Change default shell for additional pfSense user

eponymous · Dec 10, 2016, 2:56 PM

Hi,

I've got a script that I want to execute via SSH using the Bourne shell (/bin/sh).

I've created a new user and added them to the "admins" group - I don't want to mess around with the default "root" user for obvious reasons.

However I tried following the guide at: https://www.freebsd.org/doc/handbook/shells.html to change that user's default shell and it caused this message to appear on SSH login:

*** Welcome to pfSense 2.3.2-RELEASE (amd64 full-install) on pfSense ***
PHP Fatal error:  Call to undefined function pfSense_interface_listget() in /etc/inc/interfaces.inc on line 80

Fatal error: Call to undefined function pfSense_interface_listget() in /etc/inc/interfaces.inc on line 80
PHP ERROR: Type: 1, File: /etc/inc/interfaces.inc, Line: 80, Message: Call to undefined function pfSense_interface_listget()
 0) Logout (SSH only)                  9) pfTop
 1) Assign Interfaces                 10) Filter Logs
 2) Set interface(s) IP address       11) Restart webConfigurator
 3) Reset webConfigurator password    12) PHP shell + pfSense tools
 4) Reset to factory defaults         13) Update from console
 5) Reboot system                     14) Disable Secure Shell (sshd)
 6) Halt system                       15) Restore recent configuration
 7) Ping host                         16) Restart PHP-FPM
 8) Shell

I'd just like to know which is the correct/safe way to have the Bourne shell start by default on SSH login? I'd rather not edit each script to include something like "sh -c 'some commands'" as I have a lot of scripts.

Thanks.

heper · Dec 10, 2016, 5:47 PM

delete in new users homedir:

.profile and .shrc

eponymous · Dec 11, 2016, 11:08 AM

Thanks! That worked.

eponymous · Dec 16, 2016, 7:19 PM

I've still got an issue.

It seems that when I reboot the router, the shell gets changed back to /bin/tcsh. Is it possible to change it to /bin/sh permanently?

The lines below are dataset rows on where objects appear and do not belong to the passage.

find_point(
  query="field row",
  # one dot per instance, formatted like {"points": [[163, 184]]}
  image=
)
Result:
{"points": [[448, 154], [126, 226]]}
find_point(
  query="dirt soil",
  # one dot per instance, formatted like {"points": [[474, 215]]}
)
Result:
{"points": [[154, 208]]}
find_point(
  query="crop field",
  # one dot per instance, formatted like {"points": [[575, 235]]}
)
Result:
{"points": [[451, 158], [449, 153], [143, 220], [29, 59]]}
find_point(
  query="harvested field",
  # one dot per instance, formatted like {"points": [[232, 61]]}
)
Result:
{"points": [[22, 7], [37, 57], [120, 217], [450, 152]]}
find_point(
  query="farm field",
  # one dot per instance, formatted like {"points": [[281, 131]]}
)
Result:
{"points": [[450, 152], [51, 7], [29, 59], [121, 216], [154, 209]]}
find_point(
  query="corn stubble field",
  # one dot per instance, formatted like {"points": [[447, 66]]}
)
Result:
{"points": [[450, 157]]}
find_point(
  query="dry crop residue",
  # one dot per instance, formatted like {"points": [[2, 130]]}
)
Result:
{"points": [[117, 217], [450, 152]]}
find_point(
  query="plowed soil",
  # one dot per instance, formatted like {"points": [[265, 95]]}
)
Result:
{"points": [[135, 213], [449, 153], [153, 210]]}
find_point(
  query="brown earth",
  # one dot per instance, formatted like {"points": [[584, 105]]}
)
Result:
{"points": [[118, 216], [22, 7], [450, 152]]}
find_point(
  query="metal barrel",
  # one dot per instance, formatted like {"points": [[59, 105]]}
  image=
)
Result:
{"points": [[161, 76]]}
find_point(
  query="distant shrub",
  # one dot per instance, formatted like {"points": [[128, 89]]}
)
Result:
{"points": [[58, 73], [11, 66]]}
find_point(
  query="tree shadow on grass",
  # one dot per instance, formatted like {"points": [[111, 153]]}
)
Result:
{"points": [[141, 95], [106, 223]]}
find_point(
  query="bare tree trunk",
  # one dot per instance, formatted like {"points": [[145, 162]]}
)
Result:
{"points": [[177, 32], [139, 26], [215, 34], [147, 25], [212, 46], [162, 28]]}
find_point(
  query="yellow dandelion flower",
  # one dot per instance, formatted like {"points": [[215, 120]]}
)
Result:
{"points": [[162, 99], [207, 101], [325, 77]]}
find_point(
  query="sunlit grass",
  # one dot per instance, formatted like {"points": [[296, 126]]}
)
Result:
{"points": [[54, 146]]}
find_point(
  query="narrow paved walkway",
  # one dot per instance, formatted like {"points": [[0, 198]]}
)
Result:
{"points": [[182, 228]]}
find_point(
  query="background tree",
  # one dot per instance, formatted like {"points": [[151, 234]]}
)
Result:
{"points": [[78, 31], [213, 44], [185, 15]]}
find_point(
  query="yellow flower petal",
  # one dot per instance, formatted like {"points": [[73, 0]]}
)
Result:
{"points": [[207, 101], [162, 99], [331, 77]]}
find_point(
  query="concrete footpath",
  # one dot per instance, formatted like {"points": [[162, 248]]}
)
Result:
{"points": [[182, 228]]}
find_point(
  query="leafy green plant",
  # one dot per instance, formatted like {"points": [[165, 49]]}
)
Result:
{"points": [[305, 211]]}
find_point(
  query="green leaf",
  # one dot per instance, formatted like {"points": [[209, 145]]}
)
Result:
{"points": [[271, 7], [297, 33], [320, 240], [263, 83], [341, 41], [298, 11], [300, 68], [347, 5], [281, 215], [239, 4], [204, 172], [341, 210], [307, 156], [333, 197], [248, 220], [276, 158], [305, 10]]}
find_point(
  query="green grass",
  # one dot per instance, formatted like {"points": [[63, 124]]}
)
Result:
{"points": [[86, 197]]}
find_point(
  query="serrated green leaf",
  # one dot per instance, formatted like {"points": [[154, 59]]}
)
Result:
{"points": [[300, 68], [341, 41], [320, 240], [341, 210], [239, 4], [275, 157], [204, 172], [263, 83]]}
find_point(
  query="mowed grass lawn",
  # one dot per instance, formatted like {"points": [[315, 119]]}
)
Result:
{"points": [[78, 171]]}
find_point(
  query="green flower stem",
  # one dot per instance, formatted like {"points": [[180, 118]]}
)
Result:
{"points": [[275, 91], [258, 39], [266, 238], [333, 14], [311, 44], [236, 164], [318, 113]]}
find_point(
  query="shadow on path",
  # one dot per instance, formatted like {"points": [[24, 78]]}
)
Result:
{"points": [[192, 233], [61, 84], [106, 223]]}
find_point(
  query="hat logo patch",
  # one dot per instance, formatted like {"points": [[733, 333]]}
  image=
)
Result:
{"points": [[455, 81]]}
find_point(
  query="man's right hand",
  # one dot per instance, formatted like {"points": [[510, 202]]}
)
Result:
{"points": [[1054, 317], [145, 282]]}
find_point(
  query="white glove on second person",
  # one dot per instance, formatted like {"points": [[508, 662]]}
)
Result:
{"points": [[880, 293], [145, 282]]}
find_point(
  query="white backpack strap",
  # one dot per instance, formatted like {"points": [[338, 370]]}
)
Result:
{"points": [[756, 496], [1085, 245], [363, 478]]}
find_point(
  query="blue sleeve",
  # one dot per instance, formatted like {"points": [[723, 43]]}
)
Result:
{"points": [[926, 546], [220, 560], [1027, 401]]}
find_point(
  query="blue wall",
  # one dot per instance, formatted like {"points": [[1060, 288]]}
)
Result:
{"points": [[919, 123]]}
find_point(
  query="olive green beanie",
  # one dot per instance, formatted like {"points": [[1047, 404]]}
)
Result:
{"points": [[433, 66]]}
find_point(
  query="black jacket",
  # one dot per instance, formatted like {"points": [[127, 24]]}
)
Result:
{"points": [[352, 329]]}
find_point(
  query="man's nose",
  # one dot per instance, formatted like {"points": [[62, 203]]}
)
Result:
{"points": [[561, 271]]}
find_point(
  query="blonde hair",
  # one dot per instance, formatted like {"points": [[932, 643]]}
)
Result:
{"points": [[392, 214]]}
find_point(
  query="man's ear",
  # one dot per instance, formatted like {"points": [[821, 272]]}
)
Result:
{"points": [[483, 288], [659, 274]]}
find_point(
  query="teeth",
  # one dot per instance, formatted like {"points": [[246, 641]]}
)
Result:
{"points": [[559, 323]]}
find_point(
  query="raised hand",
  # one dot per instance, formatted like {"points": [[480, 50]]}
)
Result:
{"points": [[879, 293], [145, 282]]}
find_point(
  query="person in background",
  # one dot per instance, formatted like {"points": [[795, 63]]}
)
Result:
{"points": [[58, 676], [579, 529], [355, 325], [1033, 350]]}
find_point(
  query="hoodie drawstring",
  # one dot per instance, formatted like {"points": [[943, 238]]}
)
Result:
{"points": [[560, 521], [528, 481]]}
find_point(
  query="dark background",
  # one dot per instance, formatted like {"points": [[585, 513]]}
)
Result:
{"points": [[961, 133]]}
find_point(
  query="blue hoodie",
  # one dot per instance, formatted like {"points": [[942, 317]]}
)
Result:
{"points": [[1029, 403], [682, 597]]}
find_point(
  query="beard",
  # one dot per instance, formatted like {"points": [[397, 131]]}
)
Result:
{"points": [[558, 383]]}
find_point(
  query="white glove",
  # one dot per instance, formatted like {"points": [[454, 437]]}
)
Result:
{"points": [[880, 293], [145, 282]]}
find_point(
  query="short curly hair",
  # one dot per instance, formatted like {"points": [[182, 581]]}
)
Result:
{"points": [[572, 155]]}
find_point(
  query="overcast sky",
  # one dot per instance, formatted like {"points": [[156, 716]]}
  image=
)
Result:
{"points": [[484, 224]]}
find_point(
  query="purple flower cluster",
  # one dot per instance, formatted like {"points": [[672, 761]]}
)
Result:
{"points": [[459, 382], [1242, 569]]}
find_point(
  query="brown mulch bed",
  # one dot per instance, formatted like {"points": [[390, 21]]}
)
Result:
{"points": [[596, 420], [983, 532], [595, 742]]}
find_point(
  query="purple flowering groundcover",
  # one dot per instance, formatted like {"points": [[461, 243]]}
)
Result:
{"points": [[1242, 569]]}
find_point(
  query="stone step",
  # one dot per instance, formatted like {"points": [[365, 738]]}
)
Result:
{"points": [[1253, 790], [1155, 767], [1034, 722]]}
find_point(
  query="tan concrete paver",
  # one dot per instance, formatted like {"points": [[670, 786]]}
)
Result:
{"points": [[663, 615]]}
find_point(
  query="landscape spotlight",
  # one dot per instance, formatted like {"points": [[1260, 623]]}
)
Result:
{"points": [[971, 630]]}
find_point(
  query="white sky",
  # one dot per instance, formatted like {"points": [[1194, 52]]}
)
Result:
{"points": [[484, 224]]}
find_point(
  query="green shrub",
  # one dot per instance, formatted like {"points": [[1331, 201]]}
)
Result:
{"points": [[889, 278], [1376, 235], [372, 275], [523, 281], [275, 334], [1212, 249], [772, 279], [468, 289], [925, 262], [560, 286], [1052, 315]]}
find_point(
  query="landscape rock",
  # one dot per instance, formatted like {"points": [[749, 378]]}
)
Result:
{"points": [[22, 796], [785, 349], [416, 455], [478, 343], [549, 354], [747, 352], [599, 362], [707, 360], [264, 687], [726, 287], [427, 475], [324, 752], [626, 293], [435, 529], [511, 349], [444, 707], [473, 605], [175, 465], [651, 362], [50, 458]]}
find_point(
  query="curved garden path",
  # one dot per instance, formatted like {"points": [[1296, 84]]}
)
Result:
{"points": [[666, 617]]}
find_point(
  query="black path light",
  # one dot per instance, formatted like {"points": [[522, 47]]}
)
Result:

doktornotor · Dec 16, 2016, 8:02 PM

No, not without patching /etc/inc/auth.inc - an example of what changes you need to do here: https://github.com/pfsense/pfsense/pull/3283/files

Could be used pretty much verbatim, say you add user-bourne-shell priv to /etc/inc/priv/user.priv.inc, you'd do


if (userHasPrivilege($user, "user-shell-access") || userHasPrivilege($user, "page-all")) {
	if (userHasPrivilege($user, "user-bourne-shell") {
		$user_shell = "/bin/sh";
	} else {
		$user_shell = "/bin/tcsh";
	}
} elseif ( ... )

then you can assign the shell persistently via the User Manager GUI.

cjangrist · Sep 13, 2022, 10:48 PM

@doktornotor

changing the single instance where tcsh appears in /etc/inc/auth.inc to the my desired shell seemed to do the trick.